The high stability and bioavailability, low normal-tissue uptake of [64Cu]Cu-NOTA-HsTX1[R14A], and accumulation in regions of up-regulated Kv channels both in vitro and in vivo studies demonstrate that the HsTX1[R14A] is a valuable lead compound for the treatment of a variety of immune-related diseases that respond to blockade of the voltage-gated potassium channel Kv1.3. The pharmacokinetics shows that both intravenous and subcutaneous applications are viable routes for the delivery of this potent peptide.


Synthesis of NOTA-functionalised HsTX1[R14A]

The primary assembly of HsTX1[R14A] was completed on a Protein Technologies Prelude synthesizer using an Fmoc-tBu strategy. All eight Cys residues were side-chain protected with the Trt group. All couplings were mediated with diisopropyl carbodiimide/HOBT. Upon completion of the primary chain, an additional AeeA linker was coupled to the N-terminus and subsequently the final Fmoc group was removed and the NOTA(tBu) was coupled as an HOBT-ester. This coupling was monitored via the Kaiser test and judged to be complete after overnight coupling. The peptide was simultaneously cleaved from the resin and deprotected using a TFA-based acidolytic cleavage cocktail with cationic scavengers. The crude peptide was isolated by precipitation in ice-cold ether following filtration through a fritted glass funnel. The crude peptide was subsequently dissolved in 50% aqueous acetic acid and diluted into H2O containing 0.1 mM reduced and oxidised glutathione. The pH was adjusted to 7.8 and the solution was slowly stirred for 18 h. The folded peptide was purified by preparative RP-HPLC using a gradient of 5–25% acetonitrile into H2O buffered with 0.05% TFA over 90 min. Fractions of the folded peptide were analysed by analytical RP-HPLC and ESI-MS (Supplementary Fig. S1). Fractions with a purity of >96% with the correct mass were pooled together and lyophilised. Yield from the 0.05 mmol synthesis was nearly 30%.

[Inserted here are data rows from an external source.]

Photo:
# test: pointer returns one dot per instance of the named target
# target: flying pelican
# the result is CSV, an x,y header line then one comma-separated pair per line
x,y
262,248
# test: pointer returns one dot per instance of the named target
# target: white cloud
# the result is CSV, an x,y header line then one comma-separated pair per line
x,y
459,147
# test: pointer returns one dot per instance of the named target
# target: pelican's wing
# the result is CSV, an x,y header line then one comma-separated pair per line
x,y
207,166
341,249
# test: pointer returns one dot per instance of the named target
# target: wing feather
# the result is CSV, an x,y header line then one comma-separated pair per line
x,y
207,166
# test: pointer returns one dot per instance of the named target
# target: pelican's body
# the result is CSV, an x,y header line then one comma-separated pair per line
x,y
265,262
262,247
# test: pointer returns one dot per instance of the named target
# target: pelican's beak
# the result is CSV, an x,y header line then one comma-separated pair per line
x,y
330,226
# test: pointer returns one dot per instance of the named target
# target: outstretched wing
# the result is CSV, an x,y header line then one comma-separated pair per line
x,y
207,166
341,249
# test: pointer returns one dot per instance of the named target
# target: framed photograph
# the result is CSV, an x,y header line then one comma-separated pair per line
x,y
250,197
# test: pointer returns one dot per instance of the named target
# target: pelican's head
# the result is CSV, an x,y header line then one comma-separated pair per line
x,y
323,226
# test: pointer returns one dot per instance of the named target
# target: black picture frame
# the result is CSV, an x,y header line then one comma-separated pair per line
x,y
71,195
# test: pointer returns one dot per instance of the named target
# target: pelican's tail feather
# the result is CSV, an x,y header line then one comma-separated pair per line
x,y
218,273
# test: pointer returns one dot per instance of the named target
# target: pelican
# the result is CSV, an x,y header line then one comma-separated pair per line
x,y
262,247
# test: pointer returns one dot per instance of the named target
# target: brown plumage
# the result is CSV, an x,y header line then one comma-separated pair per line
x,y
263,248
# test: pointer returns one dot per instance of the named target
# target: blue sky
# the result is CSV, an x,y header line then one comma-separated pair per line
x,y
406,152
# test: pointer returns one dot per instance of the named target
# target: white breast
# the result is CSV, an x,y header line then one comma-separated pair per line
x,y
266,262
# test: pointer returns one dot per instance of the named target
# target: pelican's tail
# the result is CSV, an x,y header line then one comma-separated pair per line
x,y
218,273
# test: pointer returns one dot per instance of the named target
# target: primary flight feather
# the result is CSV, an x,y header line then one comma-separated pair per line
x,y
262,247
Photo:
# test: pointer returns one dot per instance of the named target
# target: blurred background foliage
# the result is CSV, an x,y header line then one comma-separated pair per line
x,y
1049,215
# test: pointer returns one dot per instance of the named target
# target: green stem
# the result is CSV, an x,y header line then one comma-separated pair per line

L929 mouse fibroblast cells stably expressing mKv1.332 were gifts from Dr. K. George Chandy (University of California, Irvine). They were maintained in DMEM medium (Invitrogen, Carlsbad, CA) supplemented with 100 IU/mL penicillin, 0.1 µg/mL streptomycin, 2 mM L-glutamine, 10% heat-inactivated foetal bovine serum, and 0.5 mg/mL G418 (EMD Chemicals, Gibbstown, NJ).

Electrophysiology experiments were conducted at room temperature in the whole-cell configuration of the patch-clamp technique on a Port-a-Patch setup (Nanion, North Brunswick, NJ) linked to a HEKA EPC10USB amplifier (HEKA Instruments, Bellmore, NY). A holding potential of −80 mV was used for all recordings. Pipette resistances averaged 2.0 MΩ when filled with internal solution containing (in mM): 145 KF, 10 HEPES, 10 EGTA, and 2 MgCl2, pH 7.2, 290 mOsm. Kv currents were elicited every 30 s by 200-ms depolarising pulses from a holding potential of −80 mV to 40 mV. Kv1.3 currents were recorded in normal Ringer solution containing (in mM): 160 NaCl, 4.5 KCl, 2 CaCl2, 1 MgCl2, and 10 HEPES, pH 7.2, 300 mOsm. IC50 values and Hill coefficients were determined by fitting the Hill equation to the reduction of peak current by the drug at 40 mV.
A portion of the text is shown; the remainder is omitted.